New Era apologizes, pulls caps mocked on social media

Sports
New Era Cap Co.

FILE – In this Friday, March 14, 2008 file photo, New Era labels are sewn into the headband of the cap at the New Era Cap Co. facility in Derby, N.Y. New Era says it pulled a lampooned line of Major League Baseball hats from its website Tuesday, May 25, 2021 and is apologizing for design inaccuracies on the caps meant to pay homage to communities with big league clubs. (AP Photo/Don Heupel, File)

NEW YORK (AP) — New Era says it pulled a lampooned line of Major League Baseball hats from its website Tuesday and is apologizing for design inaccuracies on the caps meant to pay homage to communities with big league clubs.

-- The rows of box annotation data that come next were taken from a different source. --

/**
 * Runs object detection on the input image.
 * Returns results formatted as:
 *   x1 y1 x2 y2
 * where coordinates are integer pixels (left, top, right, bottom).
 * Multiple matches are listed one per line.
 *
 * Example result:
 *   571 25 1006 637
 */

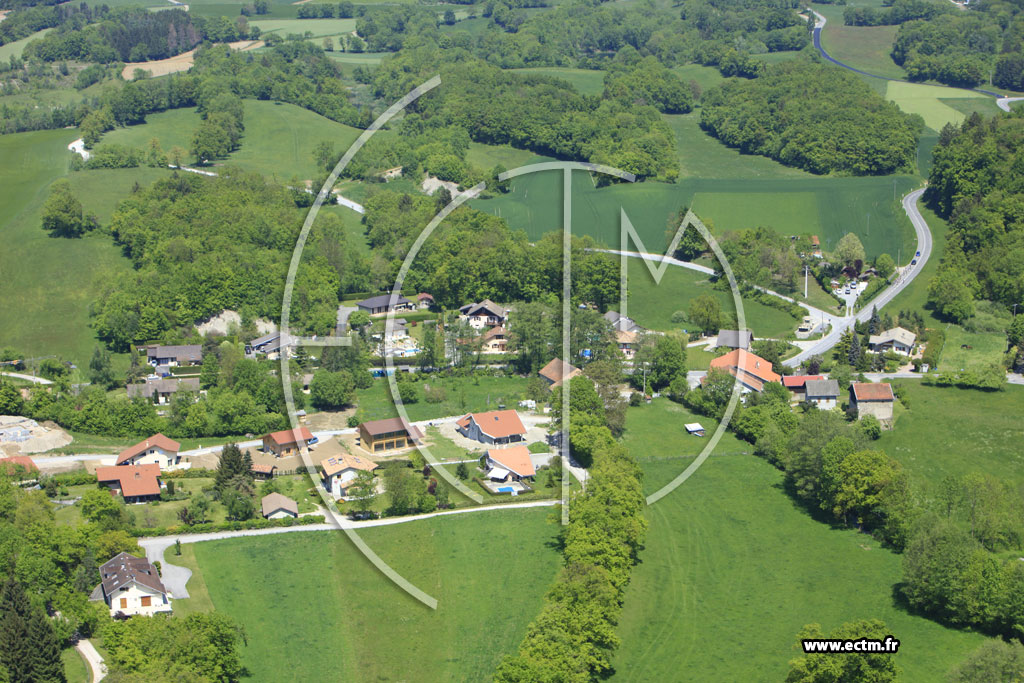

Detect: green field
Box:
0 29 53 61
614 454 983 682
0 130 173 366
886 81 991 131
878 382 1024 484
814 3 906 79
249 18 355 38
509 67 604 95
472 171 916 258
627 258 800 339
103 99 359 181
191 509 559 682
355 376 528 422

New Era spokesman Mark Maidment said in a statement to The Associated Press on Wednesday that the “Local Market” collection was launched in November of 2020, but the company was only made aware of issues with the designs when social media users began mocking them en masse Tuesday.

The series included one cap for each team featuring the club’s primary logo, area codes for the surrounding communities and various iconography meant to represent the area.

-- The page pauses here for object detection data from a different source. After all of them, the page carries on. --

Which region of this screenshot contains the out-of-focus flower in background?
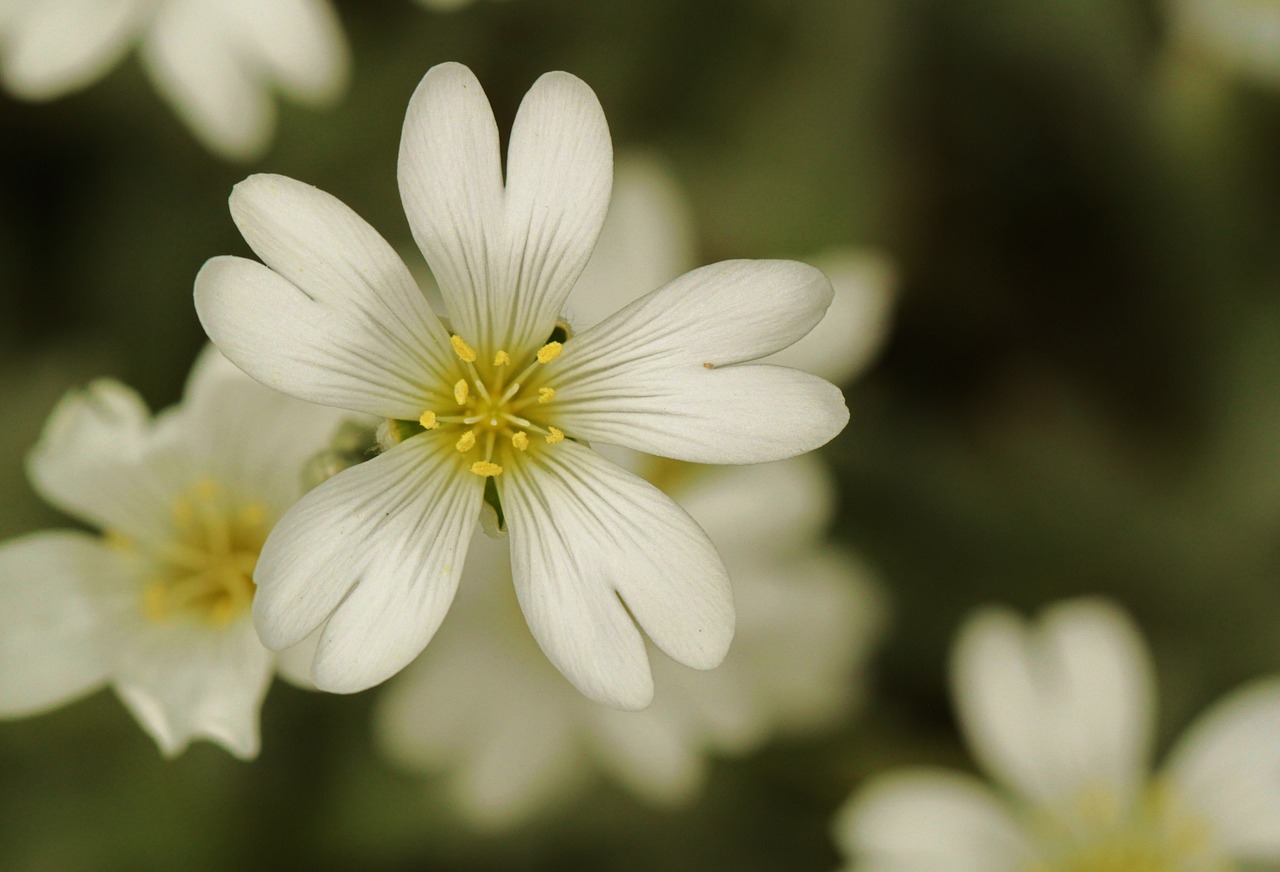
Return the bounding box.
[376,156,891,826]
[836,599,1280,872]
[196,63,849,709]
[0,347,353,758]
[0,0,348,160]
[1169,0,1280,86]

The area code selection was inconsistent, though, with several notable omissions. Among them: the Tampa Bay Rays’ hat didn’t include St. Petersburg, where the team’s stadium is located, and the Pittsburgh Pirates’ version had no area codes at all.

“One of the design features incorporates the local area codes of the respective MLB teams,” the statement said. “It recently came to our attention that a few caps omitted a relevant area code. In light of this, we removed the collection from our website so we could review the design accuracy of all the caps. We apologize for any unintentional design mistake with regard to this collection.”

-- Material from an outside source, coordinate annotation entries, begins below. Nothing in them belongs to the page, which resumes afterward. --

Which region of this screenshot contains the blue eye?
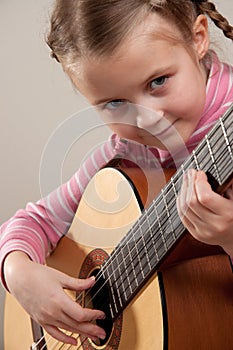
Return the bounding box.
[150,76,168,90]
[104,99,126,109]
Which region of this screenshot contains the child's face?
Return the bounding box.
[72,14,207,150]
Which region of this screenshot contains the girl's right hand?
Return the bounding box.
[4,251,106,345]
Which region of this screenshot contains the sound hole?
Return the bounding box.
[84,269,113,346]
[79,248,123,350]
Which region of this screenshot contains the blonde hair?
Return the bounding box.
[47,0,233,66]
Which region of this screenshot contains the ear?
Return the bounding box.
[193,15,210,60]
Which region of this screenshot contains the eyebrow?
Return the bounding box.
[93,65,173,106]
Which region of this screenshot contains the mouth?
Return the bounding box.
[140,120,176,138]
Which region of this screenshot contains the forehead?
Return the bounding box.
[70,13,186,95]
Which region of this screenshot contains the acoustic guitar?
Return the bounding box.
[4,105,233,350]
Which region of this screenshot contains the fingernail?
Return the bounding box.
[99,333,106,340]
[98,314,106,320]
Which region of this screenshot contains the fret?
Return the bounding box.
[161,186,176,242]
[154,203,167,259]
[102,104,233,319]
[120,243,133,300]
[193,150,201,170]
[146,211,159,266]
[220,118,233,160]
[205,135,221,184]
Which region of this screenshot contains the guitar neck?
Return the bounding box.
[96,105,233,320]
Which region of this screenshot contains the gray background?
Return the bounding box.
[0,0,233,350]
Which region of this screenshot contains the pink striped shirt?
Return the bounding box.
[0,54,233,284]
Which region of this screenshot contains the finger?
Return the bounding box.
[43,325,77,346]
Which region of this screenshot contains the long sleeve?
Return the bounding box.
[0,135,118,286]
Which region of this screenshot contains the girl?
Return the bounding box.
[1,0,233,344]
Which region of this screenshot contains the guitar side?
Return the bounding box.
[5,168,233,350]
[5,168,164,350]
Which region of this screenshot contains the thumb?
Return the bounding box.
[62,275,95,291]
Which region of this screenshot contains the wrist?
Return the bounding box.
[3,251,31,294]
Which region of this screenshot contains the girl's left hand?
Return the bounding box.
[177,169,233,257]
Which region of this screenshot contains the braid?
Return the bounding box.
[198,1,233,40]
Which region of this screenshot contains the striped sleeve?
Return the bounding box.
[0,135,120,287]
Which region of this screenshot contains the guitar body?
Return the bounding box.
[4,168,233,350]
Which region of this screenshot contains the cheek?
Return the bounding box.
[109,123,141,141]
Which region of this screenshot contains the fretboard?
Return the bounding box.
[99,105,233,320]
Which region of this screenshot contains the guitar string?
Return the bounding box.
[31,152,218,349]
[31,112,233,350]
[33,146,231,349]
[32,144,229,349]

Decals on the hats were also ridiculed as tacky, generic and at times inaccurate — Cincinnati fans had particular beef over a poor rendering of their beloved local chili. Users ragged on New Era for a lack of creativity: a slice of pizza was used for both New York teams, most California caps included tacos and palm trees, and both the Phillies and Nationals had emblems featuring “1776,” even though Washington wasn’t founded as a city until 1791.

The Royals social media team derided the Kansas City edition by changing the bio on the club’s official social media account to read: “Located in Kansas City, Mo., we love Kansas area codes, saxophones, the flag of Kansas City, pigs, Missouri and the 1985 World Series.”

The caps were never meant to be worn by players in games and were strictly for retail use.